My Tenants Have Stopped Paying Rent – What do I do ?

Posted on June 5th, 2020.

The Chancellor, Rishi Sunak has extended the Government furlough scheme that will now run until the end of October. There has been adverse press commentary about the economic impact of the Coronavirus outbreak. The redundancies and financial insecurity it has brought to many cannot be fully eradicated.

Our research shows that around 45 % of UK Landlords have reported problems with tenants defaulting on rent. Some Landlords have offered discounted rents and others with built-in repayment plans. In this months Lettings Update, we explore the key questions surrounding the issue and what action steps you can take to navigate your tenancy thorough this challenging period.  

Do I need to offer a rent-free period to my tenant? 

Most tenants are still able to pay their rent in full despite being furloughed, receiving up to 80 % of their wages. The remaining 20 % of workers’ pay is entirely at the discretion of the employer.The scheme will operate on this basis until the end of July. In a bid to get the wheels of the economy moving again, The Chancellor has announced an easing of the lock-down measures enabling employers to get their staff back in to work, albeit on a part time basis. The Government contribution will be staggered from August to October with employers expected to contribute.

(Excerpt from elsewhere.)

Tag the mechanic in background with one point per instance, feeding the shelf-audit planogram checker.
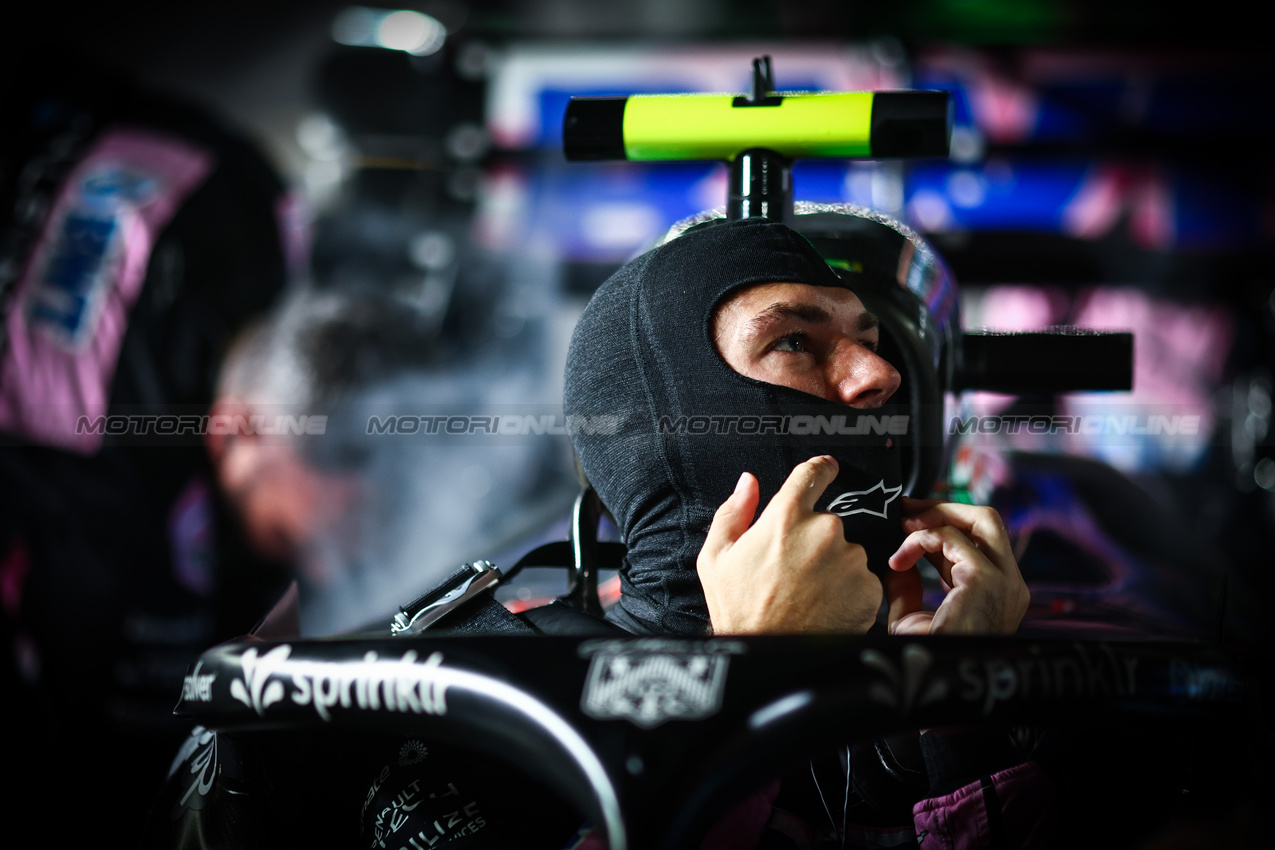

The employer payments will substitute some Government contribution, ensuring that staff continue to receive 80 per cent of their salary, up to £2,500 a month.

For freelancers and those who are self-employed, the Government is still offering 80 per cent of their net monthly earnings averaged over the last three years, or £2,917, whichever is lower.

Despite this, there are many reasons that some tenants may still struggle to keep up with rent payments. For some, the 20% drop in income has had a greater impact on their finances. Businesses have been evaluating their cost base and have made the decision to cull staff numbers rather than keeping staff furloughed.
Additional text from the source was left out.